At that point were you also working on nanotechnology?
Yes we were. Our whole idea was how you would combine it all together — how you would combine proteomics and all these things together. The interesting thing about proteomics in our mind — our thought was although proteomics is a wonderful thing for discovery and to understand diseases and all sorts of things like that, we thought that ultimately there would be a clinical aspect to proteomics in which you would want to look at large numbers of proteins in a clinical environment. And that the most logical way to do that would be with some sort of a disposable microdevice. In other words, you would go in for a blood test at your doctors’ office, and they would measure hundreds of different kinds of proteins on a drop of blood that would give some sort of an indicator of your health, and when that test was finished in 15 minutes, you could throw the chip away.
What kinds of microdevices are you working on now?
One of the things that we do that’s about nanotechnology that we’re excited about is we basically take the equivalent of a Sony walkman and make it into a proteomics machine. What happens in a Sony walkman, when you read a music disc is it has little pits on it. So there are pits that go by and the light detects that a pit went by, and then you get a digital signal out of that. What we do is take the pit and make a post out of it. And spin the disc at 6,000 rpms. You can detect in a microsecond, as these little posts go by — you can detect how high the post is. So then what we do is put an antibody on top of that. Each post has its own antibody. And then as an antigen binds to the antibody, it changes the height of the post. So now what you’re able to do is to spin a disc like this and read off large numbers of posts. Theoretically, it would be possible to do 10,000 different immunological assays on 10,000 different proteins. It’s just a different way to do so-called protein chips, and it is being done by David Nolte in [the physics department] and I. We are forming a company that will do that technology.

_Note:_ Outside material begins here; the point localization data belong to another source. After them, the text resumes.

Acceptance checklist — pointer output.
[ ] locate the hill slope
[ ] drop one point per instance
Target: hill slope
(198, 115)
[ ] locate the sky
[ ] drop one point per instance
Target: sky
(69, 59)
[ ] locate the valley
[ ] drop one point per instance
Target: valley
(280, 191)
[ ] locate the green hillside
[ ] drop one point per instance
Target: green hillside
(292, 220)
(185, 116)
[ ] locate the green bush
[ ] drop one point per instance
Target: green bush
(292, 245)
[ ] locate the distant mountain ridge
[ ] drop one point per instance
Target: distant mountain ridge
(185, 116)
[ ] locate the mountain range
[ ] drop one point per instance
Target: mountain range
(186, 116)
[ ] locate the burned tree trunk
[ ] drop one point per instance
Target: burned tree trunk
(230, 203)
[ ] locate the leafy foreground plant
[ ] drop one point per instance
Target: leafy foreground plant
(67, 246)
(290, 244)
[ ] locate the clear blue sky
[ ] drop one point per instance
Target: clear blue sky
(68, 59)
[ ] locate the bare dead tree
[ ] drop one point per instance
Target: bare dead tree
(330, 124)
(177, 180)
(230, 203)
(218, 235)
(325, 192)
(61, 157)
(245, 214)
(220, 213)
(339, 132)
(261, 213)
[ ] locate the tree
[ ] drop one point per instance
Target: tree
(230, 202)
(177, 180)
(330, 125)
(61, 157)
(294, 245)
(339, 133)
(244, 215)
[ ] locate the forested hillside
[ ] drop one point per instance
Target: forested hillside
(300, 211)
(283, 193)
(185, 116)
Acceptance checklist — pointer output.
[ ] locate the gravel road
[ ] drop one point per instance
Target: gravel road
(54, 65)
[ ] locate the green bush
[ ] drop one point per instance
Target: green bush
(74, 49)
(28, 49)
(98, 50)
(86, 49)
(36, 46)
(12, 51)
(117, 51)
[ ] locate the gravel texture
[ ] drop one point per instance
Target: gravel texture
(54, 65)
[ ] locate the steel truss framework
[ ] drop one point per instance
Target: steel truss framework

When did you start developing the disc?
A couple of years ago. We’re primarily perfecting the detection technology, the so-called reader if you will. The way we read the disc is the unique part of it. You use a specific antibody for whatever analyte you’re trying to measure.
Are you working on any other devices in terms of nanotechnology?
We’ve worked on small devices that go into all kinds of analytical instruments, including mass spectrometers. They’re actually more micro than nano-technology. All of our work then is actually micro. What we’re doing then is we’re looking at making microdevices that prefractionate protein mixtures before you put them into a mass spectrometer. The reason for that is you want to look at small samples and you have to have a device that somehow matches the sample size. And we look at doing a lot of that on chips. But that is a pure research application of microdevices, as opposed to the more far-reaching, we think, microdevices that will be used in clinical chemistry.
What are you working on for the future?
I have grants to look at aging — oxidative stress and aging. And one of the other things we’re very, very interested in is glycoproteomics in cancer.